L’OMS, in collaborazione con Medici senza Frontiere (MSF), che vanta diversi virologi di fama tra il loro staff, assiste i tre Stati interessati, formando il personale medico e paramedico per dare la migliore assistenza possibile ai pazienti contagiati dal virus killer.
Il 23 giugno i ministri alla salute della Liberia, Guinea e Sierra Leone insieme a rappresentanti dell’OMS faranno nuovamente il punto della situazione a Conakry, capitale della Guinea; discuteranno sulle misure da intraprendere per circoscrivere il contagio e la diffusione della malattia.
Per ora l’OMS non sconsiglia viaggi nei Paesi colpiti. La situazione è seria, ma non tale da dover ricorrere alla chiusura delle frontiere.
Fadela Chaib, portavoce dell’OMS ha fatto sapere in una nota che il contagio è difficile da contenere, visto e considerato che le comunità di frontiera si muovono continuamente da un Paese all’altro, sia per seguire affari commerciali o semplicemente per visite di cortesia a parenti e amici.

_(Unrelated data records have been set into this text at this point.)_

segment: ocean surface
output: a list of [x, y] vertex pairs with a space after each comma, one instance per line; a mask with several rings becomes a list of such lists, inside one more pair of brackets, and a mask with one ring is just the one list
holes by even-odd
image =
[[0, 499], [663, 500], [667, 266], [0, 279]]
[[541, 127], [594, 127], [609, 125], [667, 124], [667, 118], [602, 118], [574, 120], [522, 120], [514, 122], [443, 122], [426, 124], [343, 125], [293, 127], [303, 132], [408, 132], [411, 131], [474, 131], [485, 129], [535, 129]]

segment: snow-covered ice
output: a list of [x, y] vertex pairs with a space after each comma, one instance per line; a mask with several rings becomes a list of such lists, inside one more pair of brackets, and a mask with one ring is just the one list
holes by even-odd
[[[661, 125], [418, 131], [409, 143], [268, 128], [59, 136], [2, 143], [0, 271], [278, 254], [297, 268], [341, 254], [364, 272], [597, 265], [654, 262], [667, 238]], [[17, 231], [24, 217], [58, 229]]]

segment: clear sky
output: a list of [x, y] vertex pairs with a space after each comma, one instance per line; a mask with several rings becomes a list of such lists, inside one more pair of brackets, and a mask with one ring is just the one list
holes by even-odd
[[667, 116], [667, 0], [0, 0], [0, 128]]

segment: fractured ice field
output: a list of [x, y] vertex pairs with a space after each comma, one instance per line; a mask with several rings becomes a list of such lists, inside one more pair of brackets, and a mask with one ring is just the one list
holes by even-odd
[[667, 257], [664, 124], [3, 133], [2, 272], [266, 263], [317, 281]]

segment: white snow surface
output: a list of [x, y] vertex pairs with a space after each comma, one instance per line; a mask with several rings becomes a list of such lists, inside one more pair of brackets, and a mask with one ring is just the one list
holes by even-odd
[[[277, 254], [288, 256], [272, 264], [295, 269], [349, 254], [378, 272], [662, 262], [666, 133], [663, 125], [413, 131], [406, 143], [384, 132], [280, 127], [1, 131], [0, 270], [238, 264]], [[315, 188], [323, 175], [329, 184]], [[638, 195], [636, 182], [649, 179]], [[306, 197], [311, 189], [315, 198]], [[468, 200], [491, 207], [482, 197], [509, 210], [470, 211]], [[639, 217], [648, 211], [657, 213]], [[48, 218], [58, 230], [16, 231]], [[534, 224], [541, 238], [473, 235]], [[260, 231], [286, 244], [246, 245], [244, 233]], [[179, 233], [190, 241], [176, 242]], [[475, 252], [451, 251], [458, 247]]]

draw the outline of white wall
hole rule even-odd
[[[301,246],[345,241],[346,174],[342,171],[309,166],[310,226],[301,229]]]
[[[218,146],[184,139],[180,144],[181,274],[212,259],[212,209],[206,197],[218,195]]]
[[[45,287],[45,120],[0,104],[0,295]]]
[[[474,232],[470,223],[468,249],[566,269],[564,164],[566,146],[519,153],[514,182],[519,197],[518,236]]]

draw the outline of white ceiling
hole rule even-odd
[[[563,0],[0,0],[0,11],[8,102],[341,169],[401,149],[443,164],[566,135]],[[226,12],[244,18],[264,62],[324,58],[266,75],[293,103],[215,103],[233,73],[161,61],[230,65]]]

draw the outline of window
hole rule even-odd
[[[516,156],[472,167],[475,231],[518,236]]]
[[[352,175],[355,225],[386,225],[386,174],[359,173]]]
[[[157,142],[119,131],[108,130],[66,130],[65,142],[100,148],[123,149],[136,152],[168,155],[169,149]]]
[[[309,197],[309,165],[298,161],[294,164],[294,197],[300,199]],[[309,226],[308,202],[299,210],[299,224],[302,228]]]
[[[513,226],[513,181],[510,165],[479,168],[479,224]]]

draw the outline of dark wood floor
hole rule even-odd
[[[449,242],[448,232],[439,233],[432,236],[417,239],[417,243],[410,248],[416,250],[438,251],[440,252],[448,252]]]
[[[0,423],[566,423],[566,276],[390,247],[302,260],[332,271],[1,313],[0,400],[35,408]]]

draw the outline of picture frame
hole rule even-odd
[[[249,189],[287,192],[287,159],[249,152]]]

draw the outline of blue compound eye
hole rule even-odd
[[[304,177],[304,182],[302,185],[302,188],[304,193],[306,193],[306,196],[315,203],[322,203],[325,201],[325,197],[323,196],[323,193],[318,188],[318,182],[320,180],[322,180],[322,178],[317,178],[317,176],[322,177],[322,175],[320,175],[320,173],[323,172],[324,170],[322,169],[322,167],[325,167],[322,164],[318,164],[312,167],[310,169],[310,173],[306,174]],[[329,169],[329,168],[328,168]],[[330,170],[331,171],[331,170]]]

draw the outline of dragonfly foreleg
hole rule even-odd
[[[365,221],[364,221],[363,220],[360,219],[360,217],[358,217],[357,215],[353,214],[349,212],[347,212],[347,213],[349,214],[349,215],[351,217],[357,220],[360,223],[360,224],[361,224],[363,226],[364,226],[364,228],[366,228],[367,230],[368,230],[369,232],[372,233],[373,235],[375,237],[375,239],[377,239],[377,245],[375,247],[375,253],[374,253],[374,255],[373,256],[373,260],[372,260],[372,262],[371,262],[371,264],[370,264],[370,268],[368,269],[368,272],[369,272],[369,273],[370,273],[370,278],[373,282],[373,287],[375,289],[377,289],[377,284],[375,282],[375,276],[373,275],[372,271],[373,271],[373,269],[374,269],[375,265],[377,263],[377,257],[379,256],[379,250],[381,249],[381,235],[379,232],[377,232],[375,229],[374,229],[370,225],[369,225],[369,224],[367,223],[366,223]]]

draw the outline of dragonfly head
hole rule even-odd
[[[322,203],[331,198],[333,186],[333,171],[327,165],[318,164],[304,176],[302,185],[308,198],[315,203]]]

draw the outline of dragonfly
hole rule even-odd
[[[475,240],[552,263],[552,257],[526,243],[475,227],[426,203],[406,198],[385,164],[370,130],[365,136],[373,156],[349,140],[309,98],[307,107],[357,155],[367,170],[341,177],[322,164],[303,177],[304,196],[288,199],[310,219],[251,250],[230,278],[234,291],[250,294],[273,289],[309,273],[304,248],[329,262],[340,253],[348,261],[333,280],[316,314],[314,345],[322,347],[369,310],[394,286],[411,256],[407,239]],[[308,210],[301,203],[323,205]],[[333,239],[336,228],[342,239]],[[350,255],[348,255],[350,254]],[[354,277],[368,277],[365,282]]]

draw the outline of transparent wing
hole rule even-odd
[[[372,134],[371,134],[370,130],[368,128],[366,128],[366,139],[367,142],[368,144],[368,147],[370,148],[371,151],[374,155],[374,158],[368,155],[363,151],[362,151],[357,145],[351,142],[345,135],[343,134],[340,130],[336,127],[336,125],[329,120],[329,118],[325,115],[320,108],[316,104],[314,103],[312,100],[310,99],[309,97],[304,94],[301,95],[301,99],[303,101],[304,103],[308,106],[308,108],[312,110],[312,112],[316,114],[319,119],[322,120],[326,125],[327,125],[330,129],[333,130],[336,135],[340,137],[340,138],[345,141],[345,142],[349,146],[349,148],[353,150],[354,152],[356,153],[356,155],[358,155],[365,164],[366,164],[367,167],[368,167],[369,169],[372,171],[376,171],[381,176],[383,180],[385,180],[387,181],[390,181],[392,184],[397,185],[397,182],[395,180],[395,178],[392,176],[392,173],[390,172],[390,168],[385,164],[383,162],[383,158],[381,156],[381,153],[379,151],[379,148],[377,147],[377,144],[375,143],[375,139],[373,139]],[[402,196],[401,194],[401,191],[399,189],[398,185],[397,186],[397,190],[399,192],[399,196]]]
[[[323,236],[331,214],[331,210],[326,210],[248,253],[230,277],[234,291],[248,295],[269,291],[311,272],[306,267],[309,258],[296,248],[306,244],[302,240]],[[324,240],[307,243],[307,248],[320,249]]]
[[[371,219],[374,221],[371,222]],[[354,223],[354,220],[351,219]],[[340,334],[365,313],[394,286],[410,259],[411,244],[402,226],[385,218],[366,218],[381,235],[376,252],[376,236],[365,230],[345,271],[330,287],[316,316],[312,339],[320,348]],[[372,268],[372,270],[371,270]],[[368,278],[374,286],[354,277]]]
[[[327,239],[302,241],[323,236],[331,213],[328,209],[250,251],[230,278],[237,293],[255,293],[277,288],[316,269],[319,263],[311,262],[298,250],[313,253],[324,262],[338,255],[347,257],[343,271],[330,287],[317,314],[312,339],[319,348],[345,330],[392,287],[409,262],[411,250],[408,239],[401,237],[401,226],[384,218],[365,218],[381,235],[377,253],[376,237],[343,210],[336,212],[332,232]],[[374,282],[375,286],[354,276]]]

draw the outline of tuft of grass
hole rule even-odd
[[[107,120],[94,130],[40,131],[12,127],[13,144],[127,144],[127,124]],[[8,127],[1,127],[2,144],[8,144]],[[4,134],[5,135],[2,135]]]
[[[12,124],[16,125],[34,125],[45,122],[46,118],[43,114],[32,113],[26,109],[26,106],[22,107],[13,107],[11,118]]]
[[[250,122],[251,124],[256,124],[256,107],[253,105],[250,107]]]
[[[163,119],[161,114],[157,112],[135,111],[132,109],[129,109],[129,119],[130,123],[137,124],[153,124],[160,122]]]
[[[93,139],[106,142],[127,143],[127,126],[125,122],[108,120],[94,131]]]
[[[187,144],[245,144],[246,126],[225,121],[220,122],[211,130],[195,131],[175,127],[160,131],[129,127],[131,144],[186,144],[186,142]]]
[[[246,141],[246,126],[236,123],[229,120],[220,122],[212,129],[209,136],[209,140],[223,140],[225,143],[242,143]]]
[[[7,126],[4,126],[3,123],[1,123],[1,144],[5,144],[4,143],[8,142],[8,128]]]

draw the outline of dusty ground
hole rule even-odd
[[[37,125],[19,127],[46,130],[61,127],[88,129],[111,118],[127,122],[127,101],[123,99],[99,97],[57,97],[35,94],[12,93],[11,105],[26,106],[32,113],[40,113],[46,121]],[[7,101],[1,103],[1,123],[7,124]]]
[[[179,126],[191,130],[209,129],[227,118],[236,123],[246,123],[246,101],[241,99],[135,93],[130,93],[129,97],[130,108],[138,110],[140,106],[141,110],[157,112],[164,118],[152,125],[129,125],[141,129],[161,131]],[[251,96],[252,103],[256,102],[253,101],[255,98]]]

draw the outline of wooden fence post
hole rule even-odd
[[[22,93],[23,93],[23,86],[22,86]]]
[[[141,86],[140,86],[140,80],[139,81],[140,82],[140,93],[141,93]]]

Il vice-ministro alla sanità della Liberia Tolbert Nyenswah, ha detto di essere preoccupato per i nuovi casi e gli ultimi sedici decessi, che porta così a quarantanove il numero dei morti.
Remy Lamah, ministro alla salute ha evidenziato durante un briefing con i componenti della commissione interministeriale creata ad hoc sul caso ebola, che la situazione è critica, è necessario individuare la catena di contagio, identificare cioè chi è venuto in contatto con chi si è ammalato.
Marc Poncin, coordinatore d’urgenza per MSF ha invece spiegato: “Il problema è diventato assai complesso qui in Guinea. Ormai il virus si è diffuso un po’ ovunque nel Paese. Solo con la stretta collaborazione e l’incessante comunicazione si può combattere il cotagio”. Infine ha confermato che la sua organizzazione continuerà a occuparsi della parte medica.
Anche in Sierra Leone i casi accertati e i morti causati dalla terribile febbre emorragica sono in continuo aumento. Due giorni fa il ministro alla Sanità, la signora Miatta Kargbo si è presentata inaspettatamente in parlamento, difendendo l’operato del suo Ministero, duramente attaccato nelle ultime settimane perché il 26 maggio 2014, durante una conferenza stampa aveva dichiarato: “Il virus ebola è arrivato nel nostro Paese perché chi è morto non ha ascoltato gli ordini del governo: vietato attraversare le frontiere. I pazienti sono morti per colpa loro, sono andati a cercasi i guai da soli”. Affermazioni pesanti che le hanno procurato una valanga di critiche.
La signora Kargbo aveva poi proseguito, senza farsi scrupoli, accusando membri del suo dicastero, con nomi e cognomi, e attaccando un’ infermiera (deceduta a causa dell’ebola) che avrebbe avuto una relazione amorosa extraconiugale con funzionario medico: “E’ morta di febbre emorragica perché l’altro era infetto. e la trasmissione è avvenuta per via sessuale e non, come qualcuno mi ha accusato, perché il mio ministero non ha fornito gli abiti di protezione necessari”.